Symmetry. A transformation g of parameters θ such that the input-to-output map is preserved: L(g·θ) = L(θ). Teleportation. Updating θ ↦ g·θ along this manifold — the network computes the same function, but its parameters change, and so does the geometry of Δθ.
WARP objective. After each unlearning step, pick a teleport g⋆ that shrinks forget-gradient energy, disperses parameters from the original, and preserves retain utility:
We instantiate 𝒢 via a retain null-space projection: using the top-k left singular vectors of retain activations Rℓ = UℓΣℓVℓ⊤, we form the projector Πℓ⊥ = I − BℓBℓ⊤ and take each teleport step along the retain-orthogonal direction. Predictions on 𝒟r drift only within numerical tolerance.
Six unlearning algorithms · three datasets · two architectures.
WARP consistently reduces membership leakage under both attack models — most dramatically at stringent low-FPR operating points.

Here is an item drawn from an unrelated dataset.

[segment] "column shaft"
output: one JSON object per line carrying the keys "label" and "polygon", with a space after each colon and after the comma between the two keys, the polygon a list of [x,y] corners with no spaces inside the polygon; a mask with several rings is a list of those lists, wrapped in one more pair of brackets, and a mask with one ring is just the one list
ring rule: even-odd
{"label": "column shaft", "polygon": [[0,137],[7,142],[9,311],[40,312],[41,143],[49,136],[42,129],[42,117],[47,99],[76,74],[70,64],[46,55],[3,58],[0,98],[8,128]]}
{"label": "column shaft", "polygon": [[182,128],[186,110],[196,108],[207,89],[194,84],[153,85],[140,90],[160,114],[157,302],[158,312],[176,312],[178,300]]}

| Black-box (U-LiRA) | White-box (Gradient Diff) | Utility | |||
|---|---|---|---|---|---|
| Method | AUC | TPR @ 1% FPR | AUC | TPR @ 1% FPR | Test Acc. |
| NGP | 0.545 | 0.030 | 0.642 | 0.034 | 0.808 |
| + WARP | 0.516 | 0.014 | 0.614 | 0.021 | 0.797 |
| SCRUB | 0.543 | 0.047 | 0.700 | 0.102 | 0.815 |
| + WARP | 0.526 | 0.036 | 0.657 | 0.061 | 0.813 |
| PGU | 0.636 | 0.040 | 0.659 | 0.064 | 0.804 |
| + WARP | 0.631 | 0.036 | 0.533 | 0.025 | 0.808 |
| SalUn | 0.572 | 0.062 | 0.721 | 0.069 | 0.802 |
| + WARP | 0.565 | 0.059 | 0.705 | 0.062 | 0.803 |
| SRF-ON | 0.509 | 0.015 | 0.670 | 0.043 | 0.814 |
| + WARP | 0.506 | 0.012 | 0.629 | 0.030 | 0.811 |
| BadT. | 0.725 | 0.177 | 0.938 | 0.346 | 0.816 |
| + WARP | 0.661 | 0.137 | 0.907 | 0.279 | 0.818 |
CIFAR-10 / ResNet-18 · 64 shadow models × 10 forget sets. Full TPR@{0.1, 5}% and ViT-B/16 on Tiny-ImageNet results are in the paper.
Even a strong generative-prior attack fails to recover forgotten images.
Teleportation injects a component into Δθ that is nearly orthogonal to the true forget gradient gf, so the inverter collapses onto generic class priors: recoveries become label-consistent but semantically wrong.
| Method | PSNR ↑ | LPIPS ↓ | SSIM ↑ | Test MSE ↓ | Feat MSE ↓ |
|---|---|---|---|---|---|
| NGP | 10.74 | 0.56 | 0.12 | 0.10 | 5.39 |
| + WARP | 7.38 | 0.68 | 0.08 | 0.21 | 11.28 |
Unlearning methods that look safe under U-LiRA can still leak substantially under a white-box gradient-difference test.
WARP reshapes Δθ along a loss-invariant manifold. No training-time statistics, no added DP noise, no change to the unlearning algorithm.
WARP outperforms projected DP-Langevin unlearning at comparable retain accuracy — with an information-theoretic backing (see Appendix O).